How IT pros could sway US '08 election

IT professionals say the economy, war, immigration and national security are the nation's most important issues, according to CompTIA survey

IT professionals unhappy about the state of the union would be wise to vote in the 2008 presidential election, according to research released by CompTIA, because this 12 million-strong group of educated workers could influence the outcome.

By sheer number alone, IT professionals in the US could sway this year's presidential election, according to a recent survey of 600 IT workers conducted by the Computer Technology Industry Association and Rasmussen Reports.
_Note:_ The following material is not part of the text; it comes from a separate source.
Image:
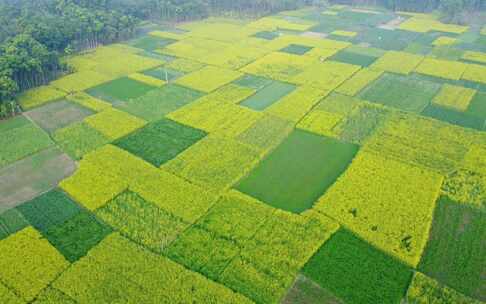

The IT industry is comprised of 12 million professionals, CompTIA says, outnumbering workers in the mining, farming and construction industries combined.

"The findings point to a potent political force, which the campaigns have to reckon with," said Roger Cochetti, group director of US Public Policy for CompTIA, in a CompTIA report.

The survey, which took place before the early March primaries, revealed that the group of IT professionals eligible to vote is larger than previously estimated and more politically active than believed to be in the past.

"IT workers matter because they are bright, well paid and most importantly can swing the vote," Cochetti stated. "It's bigger than almost all earlier estimates, and far more politically active than most pundits had thought."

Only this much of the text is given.